OCTOBER 4, 1952
WASHINGTON, Friday—Ever since I wrote about the Mayor's Committee on Better Race Relations in Milwaukee, Wisconsin, I have been receiving material from different parts of the country where, in one way or another, an effort is being made to improve human relations. One very interesting report has come to me from a defense area that includes Pasco, Kenowick, Richmond, in the State of Washington. The Portland Urban League and the Seattle Urban League are responsible for starting the work that has been done in that area for better human relations.
Here is their latest statement of policy, or their goal:
"The aim of the project was to analyze the economic and cultural activities of the area as they relate to minority people, from a scientific point of view, through factual data from the records of the various governmental and social welfare agencies, private enterprise, and other reliable sources, and to make recommendations for the establishment of a program geared to insure the fullest participation in community life on the part of all citizens."
I found this report very interesting because it shows what can be accomplished with expert help and goodwill.
At the same time I have received much information about efforts being made in other parts of the country. Illinois seems particularly rich in official city commissions and citizen groups working for better conditions among the people.

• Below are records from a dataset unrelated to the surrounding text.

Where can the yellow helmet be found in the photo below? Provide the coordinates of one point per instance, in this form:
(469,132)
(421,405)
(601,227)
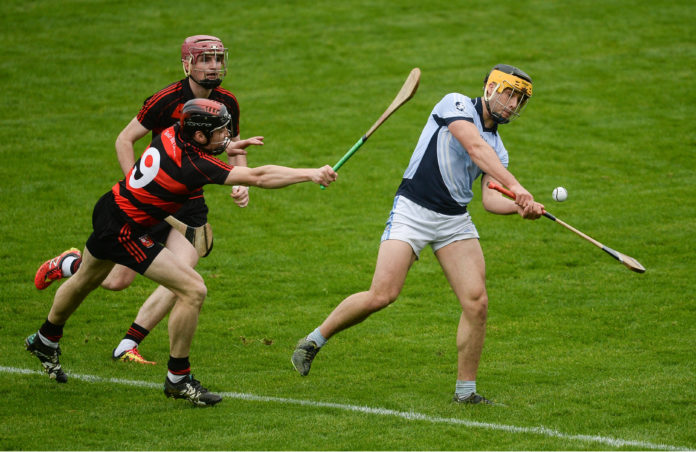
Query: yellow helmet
(507,77)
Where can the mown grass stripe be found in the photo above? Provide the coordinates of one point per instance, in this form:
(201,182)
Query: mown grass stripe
(408,415)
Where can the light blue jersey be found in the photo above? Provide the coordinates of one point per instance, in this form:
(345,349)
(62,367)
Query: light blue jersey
(440,175)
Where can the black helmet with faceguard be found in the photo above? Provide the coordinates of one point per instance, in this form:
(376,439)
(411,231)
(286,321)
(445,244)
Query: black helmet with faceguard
(207,116)
(509,82)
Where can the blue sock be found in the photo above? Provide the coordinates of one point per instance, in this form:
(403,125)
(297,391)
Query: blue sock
(317,338)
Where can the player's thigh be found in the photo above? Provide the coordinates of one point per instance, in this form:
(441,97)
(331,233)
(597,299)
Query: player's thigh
(92,271)
(182,248)
(394,259)
(464,266)
(175,274)
(119,278)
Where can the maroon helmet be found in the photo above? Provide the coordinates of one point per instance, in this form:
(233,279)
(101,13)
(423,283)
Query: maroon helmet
(207,116)
(206,49)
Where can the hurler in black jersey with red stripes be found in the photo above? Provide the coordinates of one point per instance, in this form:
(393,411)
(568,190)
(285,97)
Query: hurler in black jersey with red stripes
(178,163)
(204,60)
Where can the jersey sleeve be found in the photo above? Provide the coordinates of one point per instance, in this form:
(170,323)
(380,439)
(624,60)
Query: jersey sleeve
(155,108)
(230,101)
(454,107)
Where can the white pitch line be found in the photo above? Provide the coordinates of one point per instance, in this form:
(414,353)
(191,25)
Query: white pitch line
(408,415)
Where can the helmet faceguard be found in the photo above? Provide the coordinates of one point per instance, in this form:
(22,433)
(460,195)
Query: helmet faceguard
(207,116)
(512,90)
(210,54)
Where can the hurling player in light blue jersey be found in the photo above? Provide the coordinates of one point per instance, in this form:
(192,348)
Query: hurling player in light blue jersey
(459,143)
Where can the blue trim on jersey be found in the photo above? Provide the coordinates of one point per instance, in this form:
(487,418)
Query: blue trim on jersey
(441,173)
(427,187)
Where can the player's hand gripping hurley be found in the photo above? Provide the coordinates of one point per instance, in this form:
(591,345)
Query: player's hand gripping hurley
(407,91)
(628,261)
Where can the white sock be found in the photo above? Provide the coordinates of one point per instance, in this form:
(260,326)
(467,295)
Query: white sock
(46,341)
(124,345)
(66,265)
(317,337)
(465,387)
(175,378)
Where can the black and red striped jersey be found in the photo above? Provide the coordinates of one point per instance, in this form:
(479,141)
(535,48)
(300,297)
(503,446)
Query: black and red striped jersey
(163,108)
(165,177)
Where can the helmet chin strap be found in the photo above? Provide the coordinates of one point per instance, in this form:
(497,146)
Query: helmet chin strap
(208,83)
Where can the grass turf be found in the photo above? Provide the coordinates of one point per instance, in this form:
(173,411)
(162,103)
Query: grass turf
(576,343)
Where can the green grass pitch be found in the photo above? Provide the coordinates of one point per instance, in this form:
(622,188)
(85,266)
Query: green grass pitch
(585,354)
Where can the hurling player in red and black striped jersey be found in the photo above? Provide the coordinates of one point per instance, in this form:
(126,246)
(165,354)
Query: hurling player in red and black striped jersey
(204,59)
(177,164)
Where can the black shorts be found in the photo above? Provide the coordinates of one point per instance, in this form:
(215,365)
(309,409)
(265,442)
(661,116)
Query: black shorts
(117,240)
(194,213)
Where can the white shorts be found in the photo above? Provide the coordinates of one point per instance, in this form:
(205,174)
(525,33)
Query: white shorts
(418,226)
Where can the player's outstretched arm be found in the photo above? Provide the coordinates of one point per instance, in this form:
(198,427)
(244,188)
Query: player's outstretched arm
(274,176)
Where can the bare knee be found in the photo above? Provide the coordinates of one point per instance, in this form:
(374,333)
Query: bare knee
(381,299)
(119,278)
(476,308)
(195,294)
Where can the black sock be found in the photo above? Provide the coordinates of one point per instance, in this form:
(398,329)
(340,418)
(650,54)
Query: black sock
(178,368)
(51,331)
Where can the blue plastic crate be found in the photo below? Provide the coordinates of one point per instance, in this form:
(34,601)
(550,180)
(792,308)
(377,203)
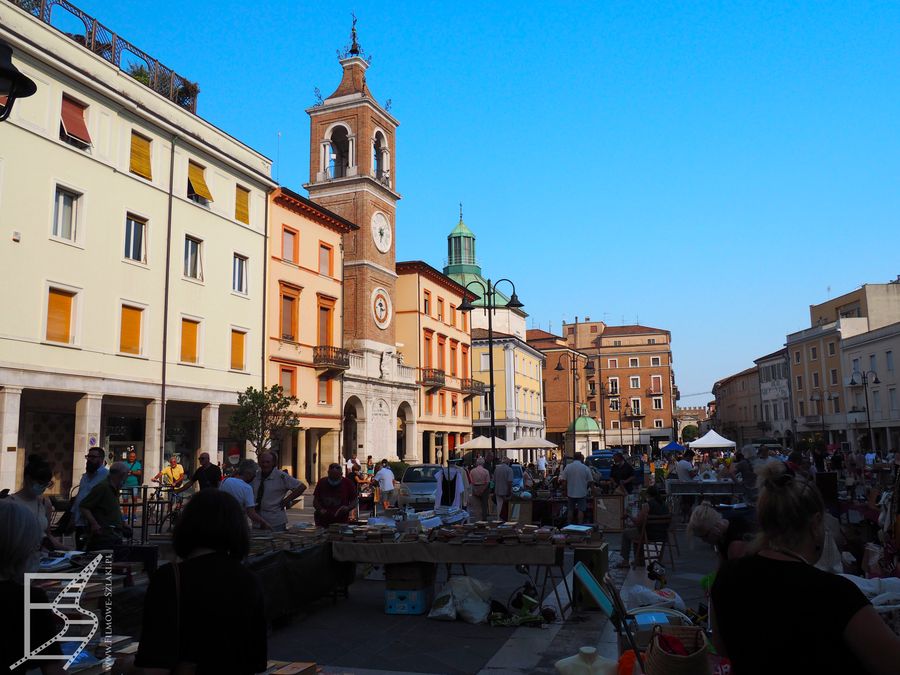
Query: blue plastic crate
(408,602)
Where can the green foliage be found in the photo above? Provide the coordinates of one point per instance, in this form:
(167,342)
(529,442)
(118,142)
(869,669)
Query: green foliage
(690,433)
(264,415)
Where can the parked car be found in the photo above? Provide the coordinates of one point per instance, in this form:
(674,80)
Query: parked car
(418,487)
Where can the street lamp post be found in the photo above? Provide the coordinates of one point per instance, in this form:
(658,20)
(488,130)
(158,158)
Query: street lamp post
(573,365)
(13,84)
(490,306)
(857,378)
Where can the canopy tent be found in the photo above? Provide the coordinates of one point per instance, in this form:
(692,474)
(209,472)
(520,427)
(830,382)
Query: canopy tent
(711,440)
(672,447)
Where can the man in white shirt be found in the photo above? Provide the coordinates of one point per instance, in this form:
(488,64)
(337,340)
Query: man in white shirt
(238,486)
(385,479)
(577,477)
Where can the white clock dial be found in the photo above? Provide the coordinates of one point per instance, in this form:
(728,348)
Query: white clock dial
(381,232)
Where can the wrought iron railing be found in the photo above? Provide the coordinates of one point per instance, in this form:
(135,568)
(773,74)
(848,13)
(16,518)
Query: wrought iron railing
(111,47)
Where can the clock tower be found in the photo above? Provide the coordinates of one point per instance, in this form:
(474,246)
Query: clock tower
(351,172)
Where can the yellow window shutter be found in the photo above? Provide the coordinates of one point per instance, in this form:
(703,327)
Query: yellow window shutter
(237,350)
(130,339)
(59,315)
(198,181)
(242,205)
(140,156)
(189,341)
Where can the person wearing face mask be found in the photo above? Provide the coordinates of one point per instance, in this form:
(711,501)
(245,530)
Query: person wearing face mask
(38,477)
(94,472)
(334,498)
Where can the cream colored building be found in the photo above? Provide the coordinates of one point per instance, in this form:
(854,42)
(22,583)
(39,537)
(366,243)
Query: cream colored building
(434,336)
(304,341)
(133,246)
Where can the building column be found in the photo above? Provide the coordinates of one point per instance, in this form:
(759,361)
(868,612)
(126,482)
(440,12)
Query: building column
(209,430)
(152,447)
(87,431)
(10,402)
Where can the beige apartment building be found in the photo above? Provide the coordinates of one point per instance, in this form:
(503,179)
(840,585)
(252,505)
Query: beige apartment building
(304,341)
(434,337)
(633,393)
(134,232)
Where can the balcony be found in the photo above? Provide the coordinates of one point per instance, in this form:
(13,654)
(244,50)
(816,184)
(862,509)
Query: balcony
(433,378)
(472,388)
(330,358)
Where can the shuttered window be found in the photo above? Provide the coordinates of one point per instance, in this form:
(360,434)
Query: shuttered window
(237,350)
(198,190)
(59,316)
(189,331)
(130,334)
(140,156)
(242,204)
(72,128)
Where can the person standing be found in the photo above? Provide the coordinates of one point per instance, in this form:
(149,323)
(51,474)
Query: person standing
(275,490)
(577,478)
(94,472)
(238,486)
(385,479)
(207,475)
(503,486)
(334,498)
(480,478)
(102,512)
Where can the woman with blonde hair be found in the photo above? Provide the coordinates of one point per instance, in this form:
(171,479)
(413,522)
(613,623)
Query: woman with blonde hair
(773,612)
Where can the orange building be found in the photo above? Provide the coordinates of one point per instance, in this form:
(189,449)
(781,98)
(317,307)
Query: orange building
(304,345)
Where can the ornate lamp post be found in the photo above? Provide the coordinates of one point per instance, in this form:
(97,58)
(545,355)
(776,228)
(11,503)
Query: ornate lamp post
(13,84)
(490,305)
(573,366)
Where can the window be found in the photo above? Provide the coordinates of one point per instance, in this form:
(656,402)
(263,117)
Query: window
(130,330)
(289,301)
(239,274)
(189,336)
(242,204)
(135,235)
(72,128)
(198,190)
(238,340)
(139,163)
(193,264)
(324,391)
(59,316)
(325,260)
(287,379)
(65,214)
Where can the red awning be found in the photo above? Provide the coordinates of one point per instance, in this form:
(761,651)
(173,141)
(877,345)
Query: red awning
(73,121)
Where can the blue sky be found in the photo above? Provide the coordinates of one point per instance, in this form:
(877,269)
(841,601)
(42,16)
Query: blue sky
(711,168)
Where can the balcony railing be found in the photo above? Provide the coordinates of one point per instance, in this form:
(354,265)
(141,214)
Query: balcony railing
(331,358)
(472,387)
(433,378)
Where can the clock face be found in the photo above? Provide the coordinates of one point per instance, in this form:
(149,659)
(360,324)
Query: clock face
(381,232)
(381,308)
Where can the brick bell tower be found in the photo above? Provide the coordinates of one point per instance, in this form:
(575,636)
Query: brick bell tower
(351,172)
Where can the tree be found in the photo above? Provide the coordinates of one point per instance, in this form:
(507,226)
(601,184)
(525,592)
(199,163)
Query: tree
(264,415)
(690,433)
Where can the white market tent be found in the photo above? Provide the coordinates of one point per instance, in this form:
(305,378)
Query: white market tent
(711,440)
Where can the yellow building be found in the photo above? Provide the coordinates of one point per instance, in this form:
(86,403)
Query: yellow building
(434,336)
(304,350)
(134,253)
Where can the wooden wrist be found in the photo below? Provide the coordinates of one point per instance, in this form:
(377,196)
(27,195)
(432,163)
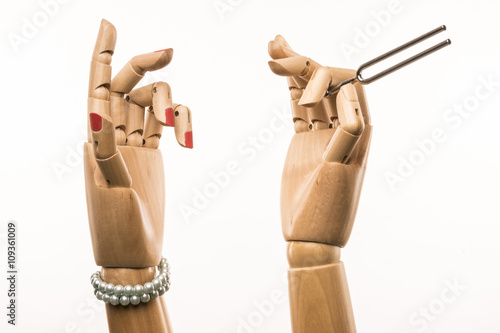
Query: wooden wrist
(124,276)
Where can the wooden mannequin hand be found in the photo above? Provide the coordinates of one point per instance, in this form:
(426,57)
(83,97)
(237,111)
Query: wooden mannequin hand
(326,160)
(124,175)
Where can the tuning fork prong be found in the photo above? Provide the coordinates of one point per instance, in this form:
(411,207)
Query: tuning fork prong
(359,77)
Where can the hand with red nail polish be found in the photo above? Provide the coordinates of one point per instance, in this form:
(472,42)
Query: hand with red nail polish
(124,175)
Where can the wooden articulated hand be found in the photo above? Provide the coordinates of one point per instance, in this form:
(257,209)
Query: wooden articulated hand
(124,175)
(321,185)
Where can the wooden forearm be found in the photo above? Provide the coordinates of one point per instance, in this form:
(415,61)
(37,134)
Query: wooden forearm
(319,294)
(148,317)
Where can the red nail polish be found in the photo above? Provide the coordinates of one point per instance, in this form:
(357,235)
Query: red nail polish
(95,122)
(169,117)
(188,138)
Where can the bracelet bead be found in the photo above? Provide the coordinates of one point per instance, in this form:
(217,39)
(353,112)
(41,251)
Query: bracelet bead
(109,293)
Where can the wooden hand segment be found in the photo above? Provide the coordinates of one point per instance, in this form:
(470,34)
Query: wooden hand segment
(320,190)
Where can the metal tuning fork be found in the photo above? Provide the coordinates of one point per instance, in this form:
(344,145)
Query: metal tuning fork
(359,77)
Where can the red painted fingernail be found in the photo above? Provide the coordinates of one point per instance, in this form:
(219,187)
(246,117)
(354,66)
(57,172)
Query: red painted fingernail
(188,138)
(169,117)
(95,122)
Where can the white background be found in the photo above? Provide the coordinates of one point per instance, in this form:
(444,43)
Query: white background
(438,226)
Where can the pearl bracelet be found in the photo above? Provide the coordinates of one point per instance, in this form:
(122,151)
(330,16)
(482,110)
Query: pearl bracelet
(109,293)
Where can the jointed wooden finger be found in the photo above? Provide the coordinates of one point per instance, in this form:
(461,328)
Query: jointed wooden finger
(135,124)
(100,71)
(322,79)
(351,126)
(159,96)
(152,130)
(319,116)
(300,115)
(183,126)
(134,70)
(107,156)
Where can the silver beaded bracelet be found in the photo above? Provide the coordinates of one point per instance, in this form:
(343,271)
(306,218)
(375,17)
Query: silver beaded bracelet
(109,293)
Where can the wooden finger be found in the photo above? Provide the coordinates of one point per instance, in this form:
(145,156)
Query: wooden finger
(152,130)
(351,126)
(135,124)
(107,156)
(134,70)
(321,80)
(183,126)
(100,72)
(319,117)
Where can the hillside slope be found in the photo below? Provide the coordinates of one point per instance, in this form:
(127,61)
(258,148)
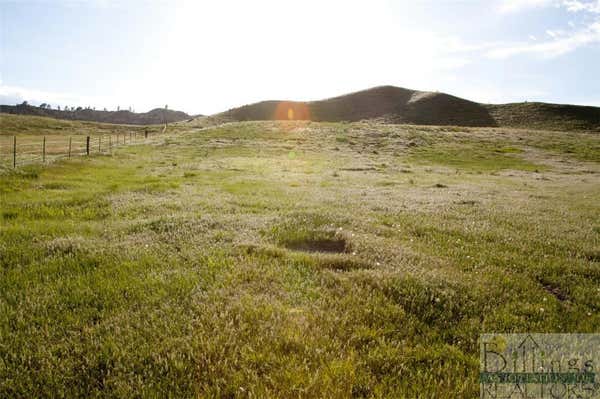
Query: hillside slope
(153,117)
(399,105)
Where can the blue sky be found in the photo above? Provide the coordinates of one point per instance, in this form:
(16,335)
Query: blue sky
(208,56)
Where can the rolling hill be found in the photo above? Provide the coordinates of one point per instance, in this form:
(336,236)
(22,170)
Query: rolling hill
(399,105)
(153,117)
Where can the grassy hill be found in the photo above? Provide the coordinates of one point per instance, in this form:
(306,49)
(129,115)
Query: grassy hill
(398,105)
(155,116)
(294,259)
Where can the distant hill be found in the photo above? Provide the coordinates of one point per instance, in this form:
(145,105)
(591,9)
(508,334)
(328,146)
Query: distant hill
(398,105)
(156,116)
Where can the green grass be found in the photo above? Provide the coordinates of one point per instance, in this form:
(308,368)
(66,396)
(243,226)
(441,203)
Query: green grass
(190,266)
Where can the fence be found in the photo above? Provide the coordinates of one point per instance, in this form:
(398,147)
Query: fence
(17,151)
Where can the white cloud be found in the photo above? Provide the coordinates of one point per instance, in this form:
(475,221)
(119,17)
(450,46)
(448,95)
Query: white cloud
(552,48)
(576,6)
(512,6)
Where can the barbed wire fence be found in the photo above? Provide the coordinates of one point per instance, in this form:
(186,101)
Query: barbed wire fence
(16,151)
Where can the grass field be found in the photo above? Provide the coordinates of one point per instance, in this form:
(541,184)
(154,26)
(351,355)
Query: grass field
(266,259)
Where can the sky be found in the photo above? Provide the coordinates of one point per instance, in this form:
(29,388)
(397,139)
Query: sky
(203,57)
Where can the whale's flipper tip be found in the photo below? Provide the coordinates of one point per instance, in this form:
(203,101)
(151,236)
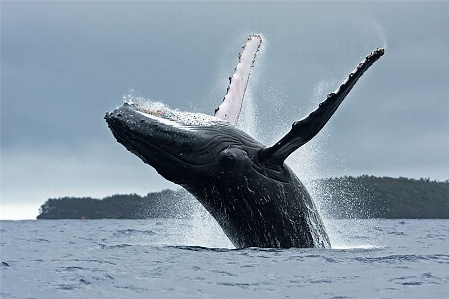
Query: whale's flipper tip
(230,109)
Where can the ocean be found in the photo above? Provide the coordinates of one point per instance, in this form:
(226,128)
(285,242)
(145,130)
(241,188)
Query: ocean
(180,258)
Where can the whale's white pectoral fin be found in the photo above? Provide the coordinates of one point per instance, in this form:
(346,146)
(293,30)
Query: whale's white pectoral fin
(230,109)
(305,129)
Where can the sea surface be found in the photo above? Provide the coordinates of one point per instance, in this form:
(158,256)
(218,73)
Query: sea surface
(171,258)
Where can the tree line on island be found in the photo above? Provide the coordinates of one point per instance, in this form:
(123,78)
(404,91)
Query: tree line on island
(343,197)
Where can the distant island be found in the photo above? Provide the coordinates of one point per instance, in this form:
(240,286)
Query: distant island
(343,197)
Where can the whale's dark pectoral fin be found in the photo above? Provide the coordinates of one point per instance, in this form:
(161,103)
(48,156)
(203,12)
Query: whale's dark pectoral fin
(229,110)
(305,129)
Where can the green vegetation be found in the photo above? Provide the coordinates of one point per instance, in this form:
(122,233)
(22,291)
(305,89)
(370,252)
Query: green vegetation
(164,204)
(384,197)
(345,197)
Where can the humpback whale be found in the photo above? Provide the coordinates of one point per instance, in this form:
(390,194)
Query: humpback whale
(254,196)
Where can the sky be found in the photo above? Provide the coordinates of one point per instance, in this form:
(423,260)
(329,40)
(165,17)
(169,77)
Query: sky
(64,64)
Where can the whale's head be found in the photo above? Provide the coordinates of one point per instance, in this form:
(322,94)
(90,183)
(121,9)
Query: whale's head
(180,146)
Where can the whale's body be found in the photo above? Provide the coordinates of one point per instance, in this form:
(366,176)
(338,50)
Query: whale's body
(253,195)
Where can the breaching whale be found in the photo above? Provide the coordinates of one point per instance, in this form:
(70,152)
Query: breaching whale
(246,186)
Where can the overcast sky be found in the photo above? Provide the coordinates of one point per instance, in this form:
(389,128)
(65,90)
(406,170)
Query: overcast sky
(64,64)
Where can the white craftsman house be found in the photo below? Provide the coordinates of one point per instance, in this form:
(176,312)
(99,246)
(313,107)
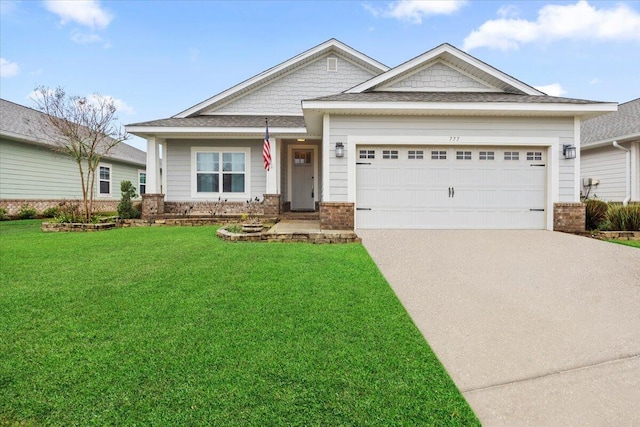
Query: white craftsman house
(443,140)
(610,166)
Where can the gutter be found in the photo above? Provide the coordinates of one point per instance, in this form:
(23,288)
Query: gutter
(625,202)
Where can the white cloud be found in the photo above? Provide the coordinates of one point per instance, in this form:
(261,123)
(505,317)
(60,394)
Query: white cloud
(8,68)
(579,21)
(84,12)
(553,89)
(414,10)
(121,106)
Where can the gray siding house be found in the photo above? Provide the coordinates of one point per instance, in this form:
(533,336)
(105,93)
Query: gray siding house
(443,140)
(610,167)
(32,171)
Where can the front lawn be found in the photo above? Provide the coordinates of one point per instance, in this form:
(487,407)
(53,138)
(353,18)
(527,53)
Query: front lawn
(171,326)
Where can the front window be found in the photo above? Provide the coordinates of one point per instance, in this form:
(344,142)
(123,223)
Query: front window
(142,182)
(104,180)
(221,172)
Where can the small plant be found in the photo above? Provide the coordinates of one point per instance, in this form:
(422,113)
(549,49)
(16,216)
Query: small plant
(234,228)
(596,214)
(125,207)
(51,212)
(27,212)
(69,212)
(623,218)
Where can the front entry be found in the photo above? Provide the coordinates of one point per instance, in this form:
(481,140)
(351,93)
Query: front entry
(302,180)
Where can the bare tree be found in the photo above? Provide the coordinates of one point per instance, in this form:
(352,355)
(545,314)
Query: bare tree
(83,128)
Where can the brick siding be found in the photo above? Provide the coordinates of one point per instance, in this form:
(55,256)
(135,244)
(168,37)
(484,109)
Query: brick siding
(569,217)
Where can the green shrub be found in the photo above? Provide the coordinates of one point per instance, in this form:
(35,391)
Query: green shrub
(125,207)
(623,218)
(69,212)
(51,212)
(27,212)
(596,214)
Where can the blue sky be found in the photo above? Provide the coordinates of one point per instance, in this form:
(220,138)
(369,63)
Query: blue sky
(157,58)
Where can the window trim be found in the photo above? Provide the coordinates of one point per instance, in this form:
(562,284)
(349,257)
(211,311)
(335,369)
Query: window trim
(229,196)
(100,180)
(140,172)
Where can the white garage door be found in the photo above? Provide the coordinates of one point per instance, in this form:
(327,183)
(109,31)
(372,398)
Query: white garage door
(450,187)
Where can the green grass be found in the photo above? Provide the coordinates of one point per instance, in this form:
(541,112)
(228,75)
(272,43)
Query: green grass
(171,326)
(634,243)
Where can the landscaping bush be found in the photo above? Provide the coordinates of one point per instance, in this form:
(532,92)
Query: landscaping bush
(51,212)
(623,218)
(125,207)
(69,212)
(27,212)
(596,214)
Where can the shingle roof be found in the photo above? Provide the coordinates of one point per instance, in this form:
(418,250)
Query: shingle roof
(450,97)
(624,122)
(27,124)
(227,121)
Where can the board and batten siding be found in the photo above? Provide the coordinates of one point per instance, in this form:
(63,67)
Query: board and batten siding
(34,172)
(178,167)
(283,95)
(606,164)
(446,126)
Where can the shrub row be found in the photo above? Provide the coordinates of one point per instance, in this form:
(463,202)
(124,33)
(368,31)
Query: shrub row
(612,216)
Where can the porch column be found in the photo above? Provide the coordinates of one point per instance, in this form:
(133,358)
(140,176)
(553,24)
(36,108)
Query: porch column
(153,165)
(273,174)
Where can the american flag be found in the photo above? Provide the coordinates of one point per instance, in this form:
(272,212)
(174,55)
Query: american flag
(266,150)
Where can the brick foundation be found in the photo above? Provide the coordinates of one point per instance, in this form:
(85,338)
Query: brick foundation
(569,217)
(336,216)
(13,206)
(152,205)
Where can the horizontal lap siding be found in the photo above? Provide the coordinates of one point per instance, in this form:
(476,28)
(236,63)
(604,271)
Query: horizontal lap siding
(343,126)
(178,169)
(32,172)
(607,165)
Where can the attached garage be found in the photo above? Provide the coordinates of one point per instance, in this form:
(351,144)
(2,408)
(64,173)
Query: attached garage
(463,187)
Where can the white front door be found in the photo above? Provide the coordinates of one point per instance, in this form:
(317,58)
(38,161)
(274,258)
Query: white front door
(302,185)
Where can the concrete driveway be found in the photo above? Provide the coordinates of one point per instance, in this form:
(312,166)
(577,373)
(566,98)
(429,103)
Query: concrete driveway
(535,327)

The importance of all this is very great to all of us because it shows how conscious we are becoming of the need for goodwill among all our citizens and equality of opportunity everywhere for everyone.
I think we frequently do not realize how some customs, which we may object to but have not yet eliminated, may do us harm in the eyes of foreigners who visit our shores.
I had a letter the other day from an Indian professor who had come to Washington, D.C., hoping to attend the Citizenship Conference under the auspices of the Department of Justice and the National Education Association. His letter asked for an appointment to see me in New York City and explained that on arriving in Washington he had difficulty not only finding a place where he could get a room and leave his bags but even more difficulty about where he could eat. Apparently he was not recognized as an Indian. He probably was taken for a Negro and, therefore, subjected to such discrimination as still exists.
Coming from another country, he was perhaps a little more articulate about his annoyance, and I do not think an incident of this kind, occurring in our national capital, has a good effect on our international relations.